In Petermanns Büro klingelte das Telefon und er hörte sich den Bericht eines Beamten schweigend an, stellte keine Fragen, brummte nur zum Abschied und legte wieder auf.
Der Kollege hatte ihm bestätigt, was er vermutet hatte. Die Befragung der Nachbarschaft im Südviertel, wo die Villa Brockhagen stand, hatte eindeutig ergeben, daß alle Nachbarn einhellig aussagten, die Villa sei in den letzten Jahren ausschließlich vom Herrn Minister und seiner Frau bewohnt gewesen.

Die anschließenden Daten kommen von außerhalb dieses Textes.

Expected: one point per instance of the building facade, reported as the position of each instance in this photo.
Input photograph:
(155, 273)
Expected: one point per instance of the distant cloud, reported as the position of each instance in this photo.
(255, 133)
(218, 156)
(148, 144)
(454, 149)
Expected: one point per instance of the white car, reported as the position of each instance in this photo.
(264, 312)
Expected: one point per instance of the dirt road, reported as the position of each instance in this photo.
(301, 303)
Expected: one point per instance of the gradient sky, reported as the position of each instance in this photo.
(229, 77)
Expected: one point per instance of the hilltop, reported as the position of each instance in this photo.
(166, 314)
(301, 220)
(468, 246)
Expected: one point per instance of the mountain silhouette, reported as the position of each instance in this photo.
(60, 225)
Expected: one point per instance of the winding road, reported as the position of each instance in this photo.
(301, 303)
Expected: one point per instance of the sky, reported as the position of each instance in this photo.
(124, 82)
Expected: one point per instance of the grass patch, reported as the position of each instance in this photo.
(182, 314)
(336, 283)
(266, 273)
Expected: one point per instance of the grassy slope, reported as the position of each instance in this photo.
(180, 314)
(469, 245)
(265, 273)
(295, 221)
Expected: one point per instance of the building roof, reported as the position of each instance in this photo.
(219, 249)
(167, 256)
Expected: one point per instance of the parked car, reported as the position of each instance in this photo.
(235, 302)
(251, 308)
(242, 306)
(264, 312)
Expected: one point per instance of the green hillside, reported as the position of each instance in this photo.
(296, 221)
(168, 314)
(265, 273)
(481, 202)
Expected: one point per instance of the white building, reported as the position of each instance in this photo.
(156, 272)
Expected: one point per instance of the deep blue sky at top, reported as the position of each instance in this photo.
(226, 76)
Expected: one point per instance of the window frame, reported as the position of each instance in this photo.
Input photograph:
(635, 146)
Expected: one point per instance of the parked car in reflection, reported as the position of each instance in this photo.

Von einem jungen Ehepaar Brockhagen wisse man zwar etwas, aber das Paar soll angeblich im Ausland gelebt haben.
Wieder ging bei Petermann ein Anruf ein, die Kollegen am anderen Ende der Stadt beim Wohnhaus des Ministers bestätigten wiederum den Anruf von soeben und brachten Petermann dazu, zufrieden zu lächeln.
Der Herr Minister hatte dieses Haus vor Jahrzehnten gebaut und mit seiner Frau dort gelebt, bis er ins Ministerium gewechselt war und die Villa Brockhagen in der Südstadt gekauft hatte. Sein bescheidenes Wohnhaus hatte er aber behalten und je nach den Erfordernissen auch dort mal hin und wieder einige Tage gewohnt.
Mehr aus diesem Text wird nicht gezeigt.